В разгар событий пришло известие: из Кронштадта вышел миноносец с депутацией восставших к Врангелю. Считанные дни остались до торжественной встречи в Константинополе. В штабе корпуса говорили о готовящемся приказе главнокомандующего русскому флоту — покинуть немедля Бизерту и идти в Галлиполи и на остров Лемнос для приема войск. Напряжение в городе и в лагерях достигло, казалось, предела.
И вдруг наступила тишина. Газеты словно по команде замолчали. Андрей понял: плохой признак. 20 марта Калентьев принес известие — два дня назад большевики штурмом по льду захватили неприступную крепость. Кронштадт пал. Еще через два дня газета «Общее дело» подтвердила это сообщение. Надежды, расцветшие яркими огнями в черном ночном галлиполийском небе, погасли. Андрей, не очень-то и веривший в силу мятежа, чувствовал себя в очередной раз обманутым и переживал новое разочарование.
В среде военной и гражданской эмиграции усиливались раздоры. Союзники с опаской следили за тем, что происходит в лагерях. Участились стычки с французскими патрулями. Один из солдат технического полка по неустановленной причине напал на врача. Около тридцати офицеров решили с оружием в руках пробиваться в славянские страны. Они тайно покинули лагерь, но уже в местечке Булаир — недалеко ушли! — их атаковали греческие жандармы. Офицеры приняли бой и рассеяли греков. Те, однако, сообщили по телефону в Галлиполи своему префекту.
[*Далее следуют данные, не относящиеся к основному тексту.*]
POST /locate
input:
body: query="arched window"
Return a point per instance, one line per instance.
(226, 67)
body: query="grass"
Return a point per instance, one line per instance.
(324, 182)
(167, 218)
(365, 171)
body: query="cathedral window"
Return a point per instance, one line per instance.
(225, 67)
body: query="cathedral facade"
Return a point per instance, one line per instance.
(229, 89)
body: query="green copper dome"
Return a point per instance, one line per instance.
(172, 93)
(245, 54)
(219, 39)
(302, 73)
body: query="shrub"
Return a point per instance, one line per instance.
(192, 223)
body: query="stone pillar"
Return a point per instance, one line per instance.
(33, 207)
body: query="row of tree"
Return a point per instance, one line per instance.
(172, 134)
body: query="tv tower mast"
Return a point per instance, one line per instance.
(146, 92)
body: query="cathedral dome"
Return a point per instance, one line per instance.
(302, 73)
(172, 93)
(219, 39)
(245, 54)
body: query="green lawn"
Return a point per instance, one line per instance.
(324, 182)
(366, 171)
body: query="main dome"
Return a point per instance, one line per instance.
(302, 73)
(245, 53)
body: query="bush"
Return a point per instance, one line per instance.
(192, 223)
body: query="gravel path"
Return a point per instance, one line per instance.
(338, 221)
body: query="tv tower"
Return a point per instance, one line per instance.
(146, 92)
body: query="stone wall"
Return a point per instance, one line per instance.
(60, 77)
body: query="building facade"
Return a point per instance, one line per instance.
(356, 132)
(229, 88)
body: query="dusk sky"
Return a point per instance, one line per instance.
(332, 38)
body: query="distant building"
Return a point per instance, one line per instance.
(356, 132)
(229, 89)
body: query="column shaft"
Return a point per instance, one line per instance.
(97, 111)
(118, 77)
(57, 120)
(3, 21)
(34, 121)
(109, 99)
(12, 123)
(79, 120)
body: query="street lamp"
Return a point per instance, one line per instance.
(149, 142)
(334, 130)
Тот — Кутепову. И пока офицеры праздновали победу в местном кабачке, патрульный отряд, посланный командующим корпуса, арестовал всех. Ведется следствие. Бедняг ждет военно-полевой суд и строгое наказание.
Французский генерал Шарпи вновь отдал приказ: русским частям сдать оружие. Кутепов, ознакомившись с этим приказом, заявил во всеуслышание: пусть приходят и отнимают силой. Французы твердо заявили о непосильности расходов по содержанию русской армии. Кутепов провел ряд смотров и парадов. Французы забеспокоились — не хотят ли русские атаковать Константинополь? Кутепов заявил: это очередные занятия на тот случай, если армии придется идти в Сербию походным порядком. Французы сократили паек, устроили маневры пехоты и флота. К Галлиполи подошла эскадра — два броненосца, три крейсера, несколько миноносцев и транспортных судов. Французский комендант, отвечая на недоуменный вопрос Кутепова, заявил нагло: «Завтра будет высажен десант, который начнет операцию с целью овладения городом». Кутепов не дрогнул. Он был абсолютно чужд дипломатии. «По странному совпадению завтра назначены и маневры всех частей моего корпуса по овладению перешейком», — сказал он.